The agent never trusts the hub's clearing price: the bundled WASM core (the same nucleus-wasm binary the browser demo runs) re-runs the auction clearing locally from the signed bid set and asserts the recomputed price equals the price the receipt claims — on top of the Ed25519 signature + BLAKE3 root-hash check.

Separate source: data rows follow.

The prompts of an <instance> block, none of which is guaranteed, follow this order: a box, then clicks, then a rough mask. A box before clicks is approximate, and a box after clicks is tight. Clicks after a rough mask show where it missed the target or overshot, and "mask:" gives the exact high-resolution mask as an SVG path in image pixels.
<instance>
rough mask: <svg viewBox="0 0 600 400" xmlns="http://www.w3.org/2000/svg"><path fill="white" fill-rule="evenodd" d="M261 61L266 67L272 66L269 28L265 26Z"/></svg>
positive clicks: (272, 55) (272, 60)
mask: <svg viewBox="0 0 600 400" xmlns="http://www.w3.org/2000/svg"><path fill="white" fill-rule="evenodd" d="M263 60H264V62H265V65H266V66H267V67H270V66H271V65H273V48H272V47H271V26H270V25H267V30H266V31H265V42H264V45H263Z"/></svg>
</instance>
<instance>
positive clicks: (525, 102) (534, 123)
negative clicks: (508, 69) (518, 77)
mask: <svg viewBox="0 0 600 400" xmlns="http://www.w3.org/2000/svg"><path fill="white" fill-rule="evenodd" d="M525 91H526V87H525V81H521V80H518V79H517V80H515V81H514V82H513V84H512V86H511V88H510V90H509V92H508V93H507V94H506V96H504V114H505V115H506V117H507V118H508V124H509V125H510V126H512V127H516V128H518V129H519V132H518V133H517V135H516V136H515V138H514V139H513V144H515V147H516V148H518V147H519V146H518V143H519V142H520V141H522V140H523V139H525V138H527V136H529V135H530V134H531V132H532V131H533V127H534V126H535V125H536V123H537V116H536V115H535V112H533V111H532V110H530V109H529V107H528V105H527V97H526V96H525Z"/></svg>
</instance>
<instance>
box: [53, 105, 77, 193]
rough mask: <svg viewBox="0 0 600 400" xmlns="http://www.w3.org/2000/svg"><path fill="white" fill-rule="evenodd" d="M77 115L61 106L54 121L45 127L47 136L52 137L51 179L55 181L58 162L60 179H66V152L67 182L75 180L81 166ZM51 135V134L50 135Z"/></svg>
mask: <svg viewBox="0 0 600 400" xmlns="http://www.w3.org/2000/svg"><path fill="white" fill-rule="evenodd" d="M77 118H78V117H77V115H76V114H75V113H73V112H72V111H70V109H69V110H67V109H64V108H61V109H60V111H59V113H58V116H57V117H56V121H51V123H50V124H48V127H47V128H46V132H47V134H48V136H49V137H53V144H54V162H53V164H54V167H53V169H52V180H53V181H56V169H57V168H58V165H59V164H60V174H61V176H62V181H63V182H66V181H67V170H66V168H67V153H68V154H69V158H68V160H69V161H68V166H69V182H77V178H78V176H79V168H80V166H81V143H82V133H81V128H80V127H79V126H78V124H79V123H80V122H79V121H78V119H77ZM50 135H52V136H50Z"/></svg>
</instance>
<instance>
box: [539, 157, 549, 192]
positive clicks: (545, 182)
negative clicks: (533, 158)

import { verify } from "@coproduct_inc/verify";
const r = await verify(receiptJson, jwksJson);
if (!r.ok) throw new Error(r.reason ?? "receipt failed verification");
// r.ok === signature_ok && root_hash_ok && price_recomputed_ok

A signature proves the issuer signed those bytes; it does not prove the price in those bytes is the price the auction rules produce. verify() closes that gap by recomputing the clearing from the signed bids in the caller's own process. The committed price is single-good Vickrey (what the hub's receipt route runs), pinned to the real hub by a native parity test; the Pigou-VCG figure is parity-pinned to the 0-sorry Lean theorems and reported as a cross-check. See docs/BET-C-VERIFY-RECOMPUTE.md.

Build

pnpm install
pnpm build        # tsc → dist/ (attestation core + CLI, zero runtime deps)
pnpm test         # node --test against dist/ (attestation + auction)
pnpm demo         # OpenClaw replay
pnpm build:wasm   # regenerate wasm/nodejs from crates/nucleus-wasm (auction path only)

The attestation core and CLI are pure Node (node:crypto, no WASM, no npm deps). The WASM artifact under wasm/nodejs/ (auction path) is committed so the package stays self-contained; pnpm build:wasm regenerates it byte-for-byte from the Rust crate.